Le projet de loi, qui conclut six semaines d’examen parlementaire, inclut l’une des plus grandes allocations de l’année — 737 millions de GMD — pour la fonction présidentielle. Le vote a suivi une série de bilatéraux ministériels, de sessions de commission et de débats pléniers sur le projet d’estimations présenté le 31 octobre par le ministre des Finances et officiellement présenté le 5 décembre.
Les dépenses publiques passeront de 37,85 milliards de GMD en 2025 à 43,49 milliards de GMD en 2026. Des augmentations significatives ont été enregistrées pour la Commission électorale indépendante (115 %), le ministère de l’Agriculture (87 %), l’enseignement supérieur (42 %) et les retraites et gratifications (22 %).

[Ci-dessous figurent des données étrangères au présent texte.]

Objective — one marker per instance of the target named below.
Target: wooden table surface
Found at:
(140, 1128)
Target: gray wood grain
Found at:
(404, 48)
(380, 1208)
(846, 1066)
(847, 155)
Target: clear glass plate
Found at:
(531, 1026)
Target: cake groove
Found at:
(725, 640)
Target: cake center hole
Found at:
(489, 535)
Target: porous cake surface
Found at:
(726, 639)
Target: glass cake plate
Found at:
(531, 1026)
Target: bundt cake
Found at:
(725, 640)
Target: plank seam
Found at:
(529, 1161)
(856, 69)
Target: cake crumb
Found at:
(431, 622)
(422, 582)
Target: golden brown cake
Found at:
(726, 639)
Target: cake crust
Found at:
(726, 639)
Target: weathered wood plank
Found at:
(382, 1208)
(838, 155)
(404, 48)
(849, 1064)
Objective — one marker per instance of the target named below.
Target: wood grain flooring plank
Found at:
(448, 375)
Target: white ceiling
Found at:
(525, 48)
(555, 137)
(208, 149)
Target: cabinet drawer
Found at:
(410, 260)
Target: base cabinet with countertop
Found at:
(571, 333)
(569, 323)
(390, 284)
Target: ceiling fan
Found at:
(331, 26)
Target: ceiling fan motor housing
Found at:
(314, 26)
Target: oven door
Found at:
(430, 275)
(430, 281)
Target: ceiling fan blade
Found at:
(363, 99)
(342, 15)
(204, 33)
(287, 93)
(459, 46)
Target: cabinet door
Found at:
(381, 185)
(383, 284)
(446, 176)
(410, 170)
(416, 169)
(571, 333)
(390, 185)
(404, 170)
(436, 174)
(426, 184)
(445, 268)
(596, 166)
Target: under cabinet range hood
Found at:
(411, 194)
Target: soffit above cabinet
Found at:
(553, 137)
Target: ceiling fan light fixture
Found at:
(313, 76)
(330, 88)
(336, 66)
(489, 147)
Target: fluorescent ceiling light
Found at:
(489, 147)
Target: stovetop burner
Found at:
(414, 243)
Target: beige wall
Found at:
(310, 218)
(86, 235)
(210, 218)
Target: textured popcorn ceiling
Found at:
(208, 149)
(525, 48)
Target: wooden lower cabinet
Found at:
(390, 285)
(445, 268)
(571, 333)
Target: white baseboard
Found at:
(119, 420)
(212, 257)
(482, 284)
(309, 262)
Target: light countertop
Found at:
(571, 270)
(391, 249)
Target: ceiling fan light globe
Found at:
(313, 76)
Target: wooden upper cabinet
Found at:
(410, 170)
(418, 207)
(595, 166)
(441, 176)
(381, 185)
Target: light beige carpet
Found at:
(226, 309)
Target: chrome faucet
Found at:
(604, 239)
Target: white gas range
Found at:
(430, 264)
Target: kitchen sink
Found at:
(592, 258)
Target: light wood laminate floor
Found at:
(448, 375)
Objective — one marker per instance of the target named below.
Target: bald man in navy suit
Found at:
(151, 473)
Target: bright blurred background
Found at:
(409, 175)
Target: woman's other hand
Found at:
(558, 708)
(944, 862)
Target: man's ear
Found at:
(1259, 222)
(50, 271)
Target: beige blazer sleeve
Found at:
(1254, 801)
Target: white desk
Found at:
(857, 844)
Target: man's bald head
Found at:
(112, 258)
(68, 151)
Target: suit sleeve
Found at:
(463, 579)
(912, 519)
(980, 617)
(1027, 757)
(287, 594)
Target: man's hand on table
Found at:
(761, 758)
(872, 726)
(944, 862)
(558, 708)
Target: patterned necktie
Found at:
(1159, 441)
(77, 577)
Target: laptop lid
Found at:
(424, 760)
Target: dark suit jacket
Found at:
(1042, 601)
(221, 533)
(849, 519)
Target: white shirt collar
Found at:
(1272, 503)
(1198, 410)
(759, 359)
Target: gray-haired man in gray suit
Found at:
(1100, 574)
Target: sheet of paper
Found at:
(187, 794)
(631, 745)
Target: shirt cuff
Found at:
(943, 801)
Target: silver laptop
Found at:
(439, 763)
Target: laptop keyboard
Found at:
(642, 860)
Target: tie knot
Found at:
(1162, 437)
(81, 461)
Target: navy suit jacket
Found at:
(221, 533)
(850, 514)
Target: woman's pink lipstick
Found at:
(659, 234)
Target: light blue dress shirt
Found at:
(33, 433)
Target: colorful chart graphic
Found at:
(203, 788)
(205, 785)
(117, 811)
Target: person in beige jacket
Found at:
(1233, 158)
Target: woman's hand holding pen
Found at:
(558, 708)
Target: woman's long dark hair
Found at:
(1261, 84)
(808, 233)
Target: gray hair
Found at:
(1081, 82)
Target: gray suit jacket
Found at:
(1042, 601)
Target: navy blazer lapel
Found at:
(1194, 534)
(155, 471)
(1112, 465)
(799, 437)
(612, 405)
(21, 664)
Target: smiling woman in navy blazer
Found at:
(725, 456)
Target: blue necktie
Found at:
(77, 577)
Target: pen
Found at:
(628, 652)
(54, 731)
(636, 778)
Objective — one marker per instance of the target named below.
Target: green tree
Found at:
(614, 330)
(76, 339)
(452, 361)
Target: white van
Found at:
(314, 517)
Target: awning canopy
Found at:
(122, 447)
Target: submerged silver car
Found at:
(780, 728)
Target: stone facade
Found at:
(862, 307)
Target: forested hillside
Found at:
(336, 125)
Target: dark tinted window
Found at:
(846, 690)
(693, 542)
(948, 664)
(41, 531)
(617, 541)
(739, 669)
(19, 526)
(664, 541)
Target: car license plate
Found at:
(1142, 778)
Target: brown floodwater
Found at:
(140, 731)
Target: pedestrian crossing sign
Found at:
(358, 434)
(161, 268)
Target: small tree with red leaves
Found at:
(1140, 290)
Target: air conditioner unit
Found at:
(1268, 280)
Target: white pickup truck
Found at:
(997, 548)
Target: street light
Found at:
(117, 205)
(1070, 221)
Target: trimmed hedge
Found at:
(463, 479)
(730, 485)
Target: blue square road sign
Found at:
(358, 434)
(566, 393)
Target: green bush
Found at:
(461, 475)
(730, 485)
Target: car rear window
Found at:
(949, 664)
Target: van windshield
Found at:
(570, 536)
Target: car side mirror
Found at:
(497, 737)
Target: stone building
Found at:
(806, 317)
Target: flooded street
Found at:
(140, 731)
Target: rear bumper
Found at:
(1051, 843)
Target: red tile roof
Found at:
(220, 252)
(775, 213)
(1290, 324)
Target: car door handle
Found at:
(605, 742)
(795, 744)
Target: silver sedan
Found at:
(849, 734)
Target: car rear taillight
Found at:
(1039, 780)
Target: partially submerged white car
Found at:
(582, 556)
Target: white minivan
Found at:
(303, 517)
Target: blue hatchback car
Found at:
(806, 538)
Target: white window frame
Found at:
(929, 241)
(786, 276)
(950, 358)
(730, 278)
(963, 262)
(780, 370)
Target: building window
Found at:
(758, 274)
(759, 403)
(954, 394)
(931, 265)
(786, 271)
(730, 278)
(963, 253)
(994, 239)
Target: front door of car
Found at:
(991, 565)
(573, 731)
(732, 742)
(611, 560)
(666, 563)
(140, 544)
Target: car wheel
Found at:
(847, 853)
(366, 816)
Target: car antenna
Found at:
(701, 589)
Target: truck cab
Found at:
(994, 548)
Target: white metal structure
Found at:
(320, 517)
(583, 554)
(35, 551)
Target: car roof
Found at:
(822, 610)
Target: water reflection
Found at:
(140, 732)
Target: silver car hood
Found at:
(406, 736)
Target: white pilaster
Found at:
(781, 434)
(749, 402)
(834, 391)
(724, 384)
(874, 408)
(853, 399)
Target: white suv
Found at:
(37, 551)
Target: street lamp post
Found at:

L’attribution à la présidence a suscité une attention particulière lors des délibérations, les législateurs réclamant une meilleure responsabilité et une utilisation efficace des ressources dans les institutions exécutives. Le GMD de 737 millions destiné au Bureau du Président couvre les services administratifs, les opérations du Parlement-État et les fonctions de coordination des politiques.
Du côté des recettes, les recettes fiscales et non fiscales devraient passer de 29 milliards de GMD à 32 milliards de GMD, soutenues par des collectes améliorées des ministères de l’Intérieur, de la Santé, des Pêches et des Ressources en eau. Malgré cette augmentation, l’écart budgétaire persiste, maintenant la dépendance au financement externe et à l’emprunt intérieur.
Avec l’adoption du projet de loi de crédits, le gouvernement poursuivra la mise en œuvre de son programme financier 2026, dans un contexte de préoccupations publiques quant à des dépenses prudentes et à une amélioration de la prestation des services dans les institutions étatiques.